The pipeline is pretty exciting in terms of opportunities that we see ahead, but just the cultural alignment around wanting to grow, wanting to do cool stuff, wanting to take on, and tackle hard projects, I think is really, really exciting.
Okay, very good. Thank you.
Thanks, Brent.
Thanks, Brent.
As a reminder, if you have a question, please press star one. The next question comes from Gerry Sweeney from Roth Capital. Please go ahead.
Hi. Good morning, Travis and Allison. Thanks for taking my call.
Morning, Gerry.
Good morning, Gerry.
You had mentioned in the prepared remarks and in the presentation, you know, J.E. McAmis has heavy civil jetty breakwater, but also the environmental side. Is the environmental side a little bit newer of a sort of service that is additive to the Orion platform?

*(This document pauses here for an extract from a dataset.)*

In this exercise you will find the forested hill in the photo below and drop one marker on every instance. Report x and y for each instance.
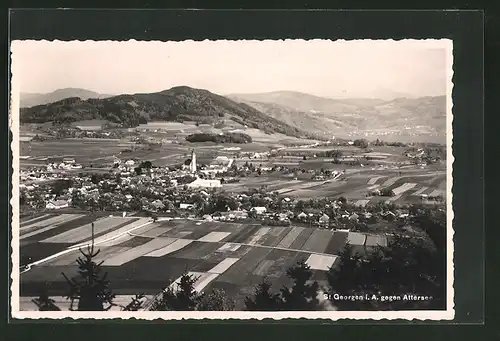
(176, 104)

We've been doing environmental-type projects for quite some time, Jerry. I think it's maybe a little bit expands the capabilities within the environmental footprint more than anything. I think it's not entirely new for us. We've done quite a few projects in that realm. And so I wouldn't say it necessarily opens up a new door in the environmental side of things, but it gives us more opportunities there.
Got it. And just to carry on with that, climate adaptation is sort of moving up the climate agenda, and all this sort of fits around what, McAmis does, what Orion does. Does this sort of position you a little bit better for some opportunities for, you know, shoreline work, different, different areas along the, along that, thought process?
Absolutely. That's, that's exactly right. There's, there's a lot of, a lot of major projects, not only on the West Coast, but also around the country, that, that McAmis is a good fit to, to help us be able to perform or bring a, bring a strength that we didn't have to be able to perform kind of, you know, coastal rehabilitation, coastal restoration-type projects, coastal protection-type projects, that sort of thing. So, definitely helps, helps, align with, our positioning to win those projects.
Got it. And one last question. I know you talked about first M&A opportunity in a bunch of years. It may take some time to sort of digest it, but and you also mentioned, you know, you've remained, I think, active on that front. What is the M&A pipeline, and how active are you on that side? Does that continue to expand? Is this something we should continue to think about as we move forward?
Sure. As I mentioned on the call, we've evaluated quite a few opportunities over the last 2-3 years, and so there's definitely opportunities, but we're pretty picky about the opportunities that fit well with us. Talked about it before on other calls, but, you know, we're looking to fill gaps, whether it be geographic gaps, or gaps in capabilities, gaps where a company might bring talent and expertise we don't have, or equipment that we don't have. So, kind of a few different ways we're looking at them, but the long and short is the cultures have to align, and this one aligns really well on the culture side.
Got it. All right. That's it for me. I appreciate it. Thanks.
Awesome. Thanks, Gerry.
This concludes our question and answer session. I would like to turn the conference back over to Travis Boone for closing remarks.
We appreciate you joining us today. We look forward to speaking to you, with you next month for our fourth quarter 2025 earnings call. Thank you.
Thanks, everyone.
The conference is now concluded. Thank you for attending today's presentation. You may now disconnect.